I am not saying these are the best food-centric films there are, but here’s my list of films I keep returning to especially for the delightful food, even if in a scene or two, they feature. I have a long list of gastro-films to watch though.Here I am sticking to Hollywood productions, will soon tell you about my list of Bollywood flicks that have some great gastro-mush if not porn! 

Chocolat: I have already told you why. And I’ll just add that I have always fantasized being Counf Renaurd in the scene where he succumbs to temptation and devours all the chocolate her can ad falls asleep in chocolate, literally, perhaps dreaming chocolaty dreams. And so I ask you what indeed could be more harmless, more innocent than a piece of chocolate?

Julie & Julia: The film intertwines the tale of the life of culinary legend Julia child and food blogger Julie Powell's journey through the challenge of cooking every dish in Julia’s first recipe book.. And the mere mention of Raspberry Bavarian Cream and chocolate soufflé is enough to make me return to a film again and again.
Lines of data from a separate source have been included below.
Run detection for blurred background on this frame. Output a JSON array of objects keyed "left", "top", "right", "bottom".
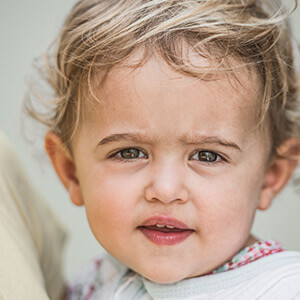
[{"left": 0, "top": 0, "right": 300, "bottom": 278}]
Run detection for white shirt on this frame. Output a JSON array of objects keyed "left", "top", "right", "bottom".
[{"left": 68, "top": 251, "right": 300, "bottom": 300}]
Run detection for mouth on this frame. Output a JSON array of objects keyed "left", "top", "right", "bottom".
[{"left": 137, "top": 216, "right": 195, "bottom": 246}]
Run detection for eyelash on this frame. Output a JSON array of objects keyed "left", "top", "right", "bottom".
[{"left": 108, "top": 147, "right": 228, "bottom": 165}]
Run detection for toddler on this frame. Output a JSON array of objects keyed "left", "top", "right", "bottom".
[{"left": 28, "top": 0, "right": 300, "bottom": 300}]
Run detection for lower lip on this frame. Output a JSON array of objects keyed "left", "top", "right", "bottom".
[{"left": 139, "top": 227, "right": 193, "bottom": 246}]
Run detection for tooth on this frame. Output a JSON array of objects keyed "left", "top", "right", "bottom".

In this case there was a lot of cooking going on to.  I do not have to tell you that the film evoked the first thoughts of turning to food blogging in whatshername.

Ratatouille: In the film a young cook is helped by a rat with exceptional culinary skills. I am not sure if I would like to have a rat, a culinary genius or not, in my own kitchen, but the idea seemed extremely endearing in a film. And I have been craving Ratatouille ever since I saw the film for the first time. Love the pun in the name of the film too

Charlie and the chocolate factory: The film sees five kids win the one of a kind opportunity to tour the world’s most awesome chocolate factory with its eccentric owner as the guide. What makes this film delectable? One, Johnny Depp again, he is equally delicious even as an eccentric candy maker. And of course the strawberry flavoured chocolate-coated fudge and raspberry kites with licorice instead of strings have featured in my dreams numerous times.
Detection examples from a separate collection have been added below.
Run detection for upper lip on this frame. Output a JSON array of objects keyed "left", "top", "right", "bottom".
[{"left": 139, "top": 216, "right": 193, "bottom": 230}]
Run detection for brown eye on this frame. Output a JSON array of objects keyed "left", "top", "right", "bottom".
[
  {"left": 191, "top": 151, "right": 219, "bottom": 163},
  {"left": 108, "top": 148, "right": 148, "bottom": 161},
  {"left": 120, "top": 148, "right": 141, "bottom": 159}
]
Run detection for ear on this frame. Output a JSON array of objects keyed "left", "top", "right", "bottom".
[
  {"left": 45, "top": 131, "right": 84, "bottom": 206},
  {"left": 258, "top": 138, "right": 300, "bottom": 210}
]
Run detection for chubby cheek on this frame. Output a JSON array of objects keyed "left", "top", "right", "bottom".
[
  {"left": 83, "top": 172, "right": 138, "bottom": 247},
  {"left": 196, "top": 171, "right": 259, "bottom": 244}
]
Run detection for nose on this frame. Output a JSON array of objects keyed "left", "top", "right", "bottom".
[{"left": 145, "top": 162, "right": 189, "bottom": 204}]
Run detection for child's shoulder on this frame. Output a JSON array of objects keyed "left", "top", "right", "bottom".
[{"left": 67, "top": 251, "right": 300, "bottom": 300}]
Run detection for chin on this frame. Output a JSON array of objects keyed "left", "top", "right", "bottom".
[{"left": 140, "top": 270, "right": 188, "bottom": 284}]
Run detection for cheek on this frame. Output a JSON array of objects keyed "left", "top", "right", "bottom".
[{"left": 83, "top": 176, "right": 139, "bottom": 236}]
Waitress: Who could resist a film which has the protagonist, a young waitress who is a pie baking genius and invents a pie for every emotion or event of her life, trumping up a marshmallow mermaid pie or a quiche of egg and Brie cheese with a smoked ham center; it’s another story that it is called Bad Baby pie. And then there are dialogues like “You take bittersweet chocolate and don't sweeten it. You make it into a pudding and drown it in caramel.” For me Jenna’s rancid marriage to Psycho Earl and the salacious details of her affair with her doctor, all take a backseat when Jenna brings out the pie dish.
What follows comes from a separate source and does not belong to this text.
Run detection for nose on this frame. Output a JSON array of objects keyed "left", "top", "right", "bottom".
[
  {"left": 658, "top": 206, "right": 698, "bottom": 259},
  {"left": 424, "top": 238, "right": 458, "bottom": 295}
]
The Big Night : The film revolves around two brothers who own a traditional Italian restaurant. But their business is in a slump and they cannot mess up their only chance to save their restaurant. I will simply leave you with a few of the dishes they serve on their Big Night, which will decide their fate and the fate of their restaurant.  Pancetta and Rosemary Risotto Balls, Wild Mushroom and Goat Cheese Crostini, Melon and Virginia Ham, Timpano, Plum Clafouti and Chocolate glazed Chocolate Tart! By the way Timpano is nothing but a mouthwatering jumble of pasta, boiled eggs, cheese and meat encrusted in a giant pasta bowl, baked in a mold. 

Under the Tuscan Sun: A young writer goes on a vacation to Italy and ends up buying a villa in Tuscany. Her new home is where she wants to begin her new life. It’s a charming film with the fairy tale Tuscan countryside as a backdrop and I especially love the scene where the protagonist cooks the most amazing Italian delicacies for the group of men helping her restore the villa.